Maverick does not care what he looks like since he is a teenie, cute baby! However, when I show pictures of Maverick, I have gotten comments like, “what’s wrong with his eye?” or “hey, he looks like he is winking at me!” It is difficult at times to talk about it with people who are outside my family and close friends because I am still coping with it. It is difficult to see my baby’s eye irritated due to his eye conformer. I know someday he will question why he cannot see out of his right eye, or he may even have a tough time with being different. My husband and I strive to raise our son with confidence and self-love. We will not hold him back from anything. We know it will become a part of him and his personality.

Where is Mav now in his recovery?

For the first 4 months of Maverick’s life, it was all about his eye and whether he would have vision in it. It gave me anxiety and worry to just sit and think of his eye. Even though we were devastated about his vision loss, it also gave us some sense of ease. We did not have to worry about it any longer. No more surgeries, no more frequent eye appointments, and no more patching of his good eye. I know he will be okay. He can still see my face and smile with his good eye. We learned to adapt to his condition, and we are in a much better place. We can focus on moving forward and we now enjoy watching him grow!

What piece of advice would you give to someone going through their eye impairment journey?

I cannot give advice about vision impairment personally; however, if you are a parent going through this, my advice is to give yourself time to feel whatever you are feeling. My husband, friends, and family were a great support group. Talk it out with them and share your fears and other emotions. But it will get better, and you will learn to adapt quickly to your kid because of that sweet, unconditional love!! We are thankful to have a healthy, growing boy.

Baby Mav, mom and dad. Mav is in a front carrier on his dad's chest, the whole family is hiking by a river.
Baby Mav, mom and dad

Who are Mav's eye surgeon and ocularist?

Todd at Northwest Eye Design in Kirkland, WA! The staff is all wonderful and accepting. They love baby Mav! Since Mav was born with a smaller eye, he is receiving a new conformer monthly to help promote the growth of the surrounding tissue and orbital bone. Later down the road, he will get his first scleral shell.

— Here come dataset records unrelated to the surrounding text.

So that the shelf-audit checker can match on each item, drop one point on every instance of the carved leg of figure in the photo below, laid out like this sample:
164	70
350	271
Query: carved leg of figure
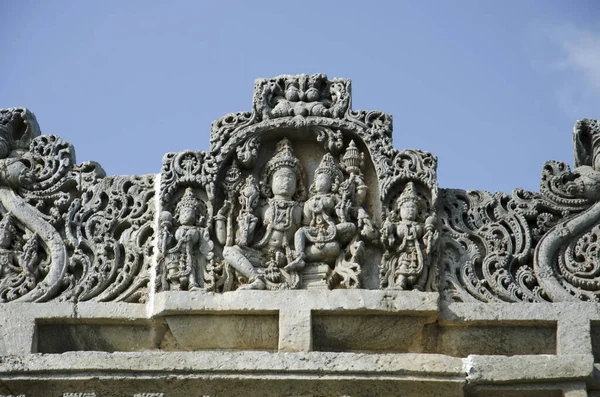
420	285
299	247
402	282
239	262
193	283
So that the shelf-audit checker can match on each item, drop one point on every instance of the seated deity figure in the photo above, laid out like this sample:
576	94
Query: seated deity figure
189	256
325	228
408	242
282	185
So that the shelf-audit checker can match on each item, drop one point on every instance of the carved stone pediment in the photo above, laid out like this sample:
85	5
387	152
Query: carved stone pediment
300	192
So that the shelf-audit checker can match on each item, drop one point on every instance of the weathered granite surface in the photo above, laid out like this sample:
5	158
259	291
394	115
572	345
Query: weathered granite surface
302	255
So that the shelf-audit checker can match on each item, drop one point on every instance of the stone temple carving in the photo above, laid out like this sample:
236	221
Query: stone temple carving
302	192
302	254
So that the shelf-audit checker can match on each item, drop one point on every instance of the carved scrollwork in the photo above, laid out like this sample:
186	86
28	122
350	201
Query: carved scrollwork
111	233
487	245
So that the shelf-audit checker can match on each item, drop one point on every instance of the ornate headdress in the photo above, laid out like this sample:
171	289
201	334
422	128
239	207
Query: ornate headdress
328	166
283	157
408	194
188	200
8	223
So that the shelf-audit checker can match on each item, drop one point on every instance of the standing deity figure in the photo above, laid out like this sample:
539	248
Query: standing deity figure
187	260
325	227
408	243
282	185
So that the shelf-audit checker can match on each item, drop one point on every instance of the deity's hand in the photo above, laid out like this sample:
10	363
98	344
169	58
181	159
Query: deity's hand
225	210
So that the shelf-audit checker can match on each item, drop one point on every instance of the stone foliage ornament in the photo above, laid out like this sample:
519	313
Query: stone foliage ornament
301	192
527	246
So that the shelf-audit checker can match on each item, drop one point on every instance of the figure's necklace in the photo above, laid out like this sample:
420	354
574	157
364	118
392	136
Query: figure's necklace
282	213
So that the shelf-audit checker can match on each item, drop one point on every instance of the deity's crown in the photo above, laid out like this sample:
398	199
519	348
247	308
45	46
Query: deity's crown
352	159
409	194
8	223
329	167
283	157
188	200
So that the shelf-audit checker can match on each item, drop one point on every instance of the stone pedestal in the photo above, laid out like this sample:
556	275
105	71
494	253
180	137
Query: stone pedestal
315	276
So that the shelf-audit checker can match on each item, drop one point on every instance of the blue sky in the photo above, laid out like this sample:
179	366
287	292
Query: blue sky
493	88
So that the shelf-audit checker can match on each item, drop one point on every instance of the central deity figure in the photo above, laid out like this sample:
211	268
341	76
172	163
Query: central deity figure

How did you find EYEHESIVE? Instagram.

The first thing I did after learning about my son’s monocular vision, found support groups. I found many kids who were born with the same condition as Maverick’s. The support groups also gave me insight into people's journeys through life with having one eye. It helped, in a way, to know my son will still live a normal and happy life :D

What would you tell a caregiver who is going through a vision impairment journey with someone they care for?

You heal in time, just as they do. It will get better, I promise.